I tried setting both nodes and links at the same time this way:

var force = d3.layout.force()
    .size([w, h])
    .nodes(nodes)
    .links(connections)
    .start();

nodes = [{"name":"data_base_id", "kind":"subgenre"},...]
connections = [{"source":"name_of_node", "target":"name_of_other_node"},...]

I have data that may not have connections, so it is necessary to defined the nodes, so that all of the nodes get rendered. And defining the genres is pretty easy. but I get this error;

Cannot read property 'weight' of undefined

And when I comment out .links(connections) the graph renders (juts a bunch of dots scattered throughout...) How do I get the connections / links to cooperate with d3?

I was reading the docs, and apparently the source and target have to be INDEXES of the nodes in the nodes array. Is there anyway to change that? So, I can use the name of a node rather than the index it has in an array?

Upvotes: 20

Views: 20315

Answers (6)

ptim
ptim

Reputation: 15587

Thanks to the answers above which refer to null source or target values!

I've been testing out the graph from http://bl.ocks.org/mbostock/4062045, and found that my data referenced a missing node.
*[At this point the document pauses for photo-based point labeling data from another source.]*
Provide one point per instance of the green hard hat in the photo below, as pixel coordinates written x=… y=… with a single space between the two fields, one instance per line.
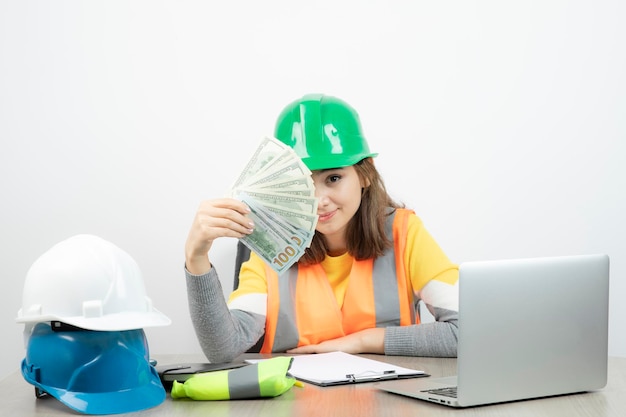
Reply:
x=324 y=131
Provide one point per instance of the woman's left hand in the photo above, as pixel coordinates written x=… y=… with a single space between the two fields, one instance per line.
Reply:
x=365 y=341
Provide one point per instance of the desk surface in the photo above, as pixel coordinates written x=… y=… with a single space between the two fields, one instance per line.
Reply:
x=17 y=398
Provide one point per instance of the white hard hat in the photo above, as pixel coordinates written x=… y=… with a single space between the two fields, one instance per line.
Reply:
x=88 y=282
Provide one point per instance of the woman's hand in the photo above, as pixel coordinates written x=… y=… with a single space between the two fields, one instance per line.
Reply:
x=365 y=341
x=224 y=217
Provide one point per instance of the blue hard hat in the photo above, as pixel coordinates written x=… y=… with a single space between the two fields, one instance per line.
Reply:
x=93 y=372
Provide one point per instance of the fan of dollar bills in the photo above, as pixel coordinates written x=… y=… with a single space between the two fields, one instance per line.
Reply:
x=279 y=190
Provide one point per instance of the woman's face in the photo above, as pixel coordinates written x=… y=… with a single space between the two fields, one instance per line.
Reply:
x=339 y=193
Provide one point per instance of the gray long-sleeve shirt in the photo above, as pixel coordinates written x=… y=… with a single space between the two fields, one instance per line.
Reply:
x=224 y=334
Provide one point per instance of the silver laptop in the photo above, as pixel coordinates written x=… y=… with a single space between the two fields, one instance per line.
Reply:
x=528 y=328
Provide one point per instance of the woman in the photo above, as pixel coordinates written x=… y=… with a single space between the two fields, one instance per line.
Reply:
x=356 y=287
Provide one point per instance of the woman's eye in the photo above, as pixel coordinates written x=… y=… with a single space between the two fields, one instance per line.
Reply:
x=333 y=178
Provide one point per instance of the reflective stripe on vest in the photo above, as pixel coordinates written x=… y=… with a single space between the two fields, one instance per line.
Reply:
x=302 y=308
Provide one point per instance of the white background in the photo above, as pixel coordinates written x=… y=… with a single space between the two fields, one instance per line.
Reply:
x=501 y=123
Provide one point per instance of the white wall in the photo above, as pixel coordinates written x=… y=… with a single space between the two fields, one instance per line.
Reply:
x=501 y=123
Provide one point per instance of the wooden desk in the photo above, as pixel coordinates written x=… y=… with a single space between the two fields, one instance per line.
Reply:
x=17 y=399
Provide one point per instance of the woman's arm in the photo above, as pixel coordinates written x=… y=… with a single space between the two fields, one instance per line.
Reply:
x=223 y=334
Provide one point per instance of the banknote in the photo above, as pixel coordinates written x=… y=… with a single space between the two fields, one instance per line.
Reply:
x=268 y=150
x=271 y=240
x=279 y=189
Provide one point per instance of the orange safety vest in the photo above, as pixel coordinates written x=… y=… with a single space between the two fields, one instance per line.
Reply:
x=302 y=308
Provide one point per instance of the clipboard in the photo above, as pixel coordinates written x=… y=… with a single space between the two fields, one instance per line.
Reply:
x=340 y=368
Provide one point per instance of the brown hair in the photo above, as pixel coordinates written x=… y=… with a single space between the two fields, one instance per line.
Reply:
x=366 y=237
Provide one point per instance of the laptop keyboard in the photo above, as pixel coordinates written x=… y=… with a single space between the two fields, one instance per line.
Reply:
x=446 y=392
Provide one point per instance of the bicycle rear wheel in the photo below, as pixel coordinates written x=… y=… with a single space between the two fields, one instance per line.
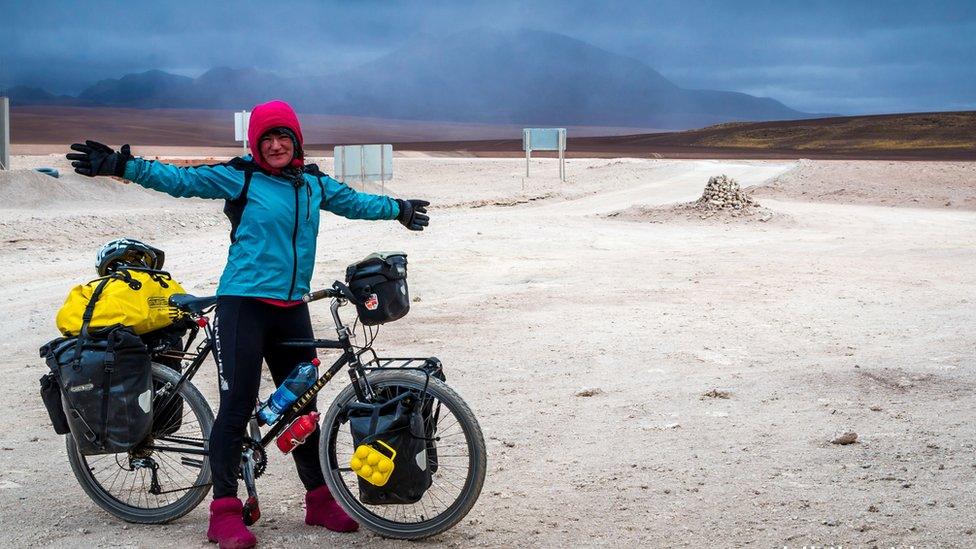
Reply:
x=456 y=457
x=162 y=479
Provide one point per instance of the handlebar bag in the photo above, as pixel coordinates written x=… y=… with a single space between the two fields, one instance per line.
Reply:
x=379 y=283
x=105 y=378
x=398 y=423
x=137 y=298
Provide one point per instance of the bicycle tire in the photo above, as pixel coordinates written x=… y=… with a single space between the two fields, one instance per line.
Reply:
x=477 y=458
x=200 y=408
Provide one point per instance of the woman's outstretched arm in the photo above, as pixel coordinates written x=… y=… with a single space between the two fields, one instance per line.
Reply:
x=217 y=181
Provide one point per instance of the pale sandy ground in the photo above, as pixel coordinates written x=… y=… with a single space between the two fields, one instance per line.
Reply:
x=847 y=317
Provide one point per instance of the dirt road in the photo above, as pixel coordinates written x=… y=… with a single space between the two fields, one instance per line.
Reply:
x=849 y=317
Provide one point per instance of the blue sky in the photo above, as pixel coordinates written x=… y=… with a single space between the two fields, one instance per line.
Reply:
x=842 y=57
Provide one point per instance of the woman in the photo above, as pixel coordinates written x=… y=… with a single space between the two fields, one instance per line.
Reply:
x=273 y=201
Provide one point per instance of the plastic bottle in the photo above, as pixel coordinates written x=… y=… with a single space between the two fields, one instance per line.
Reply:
x=298 y=381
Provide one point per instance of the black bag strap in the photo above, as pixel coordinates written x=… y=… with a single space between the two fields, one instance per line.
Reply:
x=109 y=364
x=86 y=321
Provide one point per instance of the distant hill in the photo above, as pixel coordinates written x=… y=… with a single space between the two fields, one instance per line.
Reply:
x=922 y=136
x=27 y=95
x=483 y=75
x=933 y=132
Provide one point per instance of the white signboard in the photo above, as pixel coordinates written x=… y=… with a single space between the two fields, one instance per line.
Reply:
x=363 y=163
x=545 y=139
x=241 y=121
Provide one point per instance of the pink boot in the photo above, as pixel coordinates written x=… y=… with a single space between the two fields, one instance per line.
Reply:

This may help others debug this issue:

d3.json("my-buggy-data.json", function(error, graph) {

    // Find blank links, which give the error
    // "Uncaught TypeError: Cannot read property 'weight' of undefined"
    graph.links.forEach(function(link, index, list) {
        if (typeof graph.nodes[link.source] === 'undefined') {
            console.log('undefined source', link);
        }
        if (typeof graph.nodes[link.target] === 'undefined') {
            console.log('undefined target', link);
        }
    });

    force
        .nodes(graph.nodes)
        .links(graph.links)
        .start();

Upvotes: 10

elachell
elachell

Reputation: 2677

In addition to the answers mentioning the null in the source/target of links, the reason for this could be the assignment of an out-of-range source/target. E.g. you have 10 nodes and you assign the target to be the 11-th indexed node.

Upvotes: 12

Ells
Ells

Reputation: 83

I've had this issue pop up in a number of ways. Most recently, I had my edge list as follows:

{Source: 0; Target: 1}

instead of:

{source: 0, target: 1}

Upvotes: 2

air_bob
air_bob

Reputation: 1337

I encounter same problem before, it is due to there is null values in source/target of links. print out nodes and links information might help to debug

Upvotes: 19

synaptikon
synaptikon

Reputation: 699

I think you might have null values in your source and target. I had this bug too and fixed it by filtering out the null values.

Upvotes: 5

ZachB
ZachB

Reputation: 15366

The force-directed layout uses edge weights to calculate the layout. Try adding a dummy "weight":1 to all of your connections.

The code that initializes the links looks like this:

links.forEach(function(d) {
    if (typeof d.source == "number") { d.source = nodes[d.source]; }
    if (typeof d.target == "number") { d.target = nodes[d.target]; }
});

Presumably you could tweak that (in the d3 source) to use any property/type.